Trimer-based metal clusters are among the most compositionally versatile secondary building units in metal-organic frameworks (MOFs), but systematic control of heterometallic composition and framework charge within a structurally invariant platform remains challenging. Here, pore-space-partitioned acs (pacs) frameworks are employed as a model system to investigate compositional tunability at both the cluster and framework levels. Using 3,4-dimethylthieno[2,3-b]thiophene-2,5-dicarboxylate (dtc), a family of homo- and heterometallic pacs-MOFs based on Mg2+, Co2+, In3+, and V3+ trimers was synthesized. In the charge-complementary Mg/In system, variation of metal precursors and solvents enables broad tuning of the Mg/In ratio, while the large atomic-number contrast permits reliable occupancy refinement by single-crystal X-ray diffraction. The trimeric platform also supports an isostructural Co-, Co/V-, and V-based series in which framework charge changes from anionic to neutral and cationic without altering topology.
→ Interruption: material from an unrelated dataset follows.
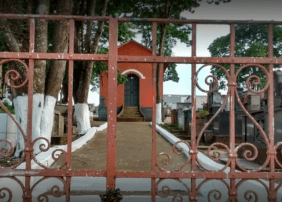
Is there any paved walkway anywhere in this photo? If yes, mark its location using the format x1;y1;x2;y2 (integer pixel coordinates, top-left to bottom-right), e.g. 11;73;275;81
52;122;191;171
Gas adsorption studies reveal charge-dependent C2H2/CO2 and C2H6/C2H4 separation behavior. Notably, neutral CoV-dtc-tpt exhibits a high C2H6 uptake of 164.8 cm3 g-1 and excellent inverse-selective C2H6/C2H4 separation, rivaling benchmark pacs materials. These results establish pacs-MOFs as a versatile platform for studying heterometallic assembly, framework-charge modulation, and structure-composition-property relationships.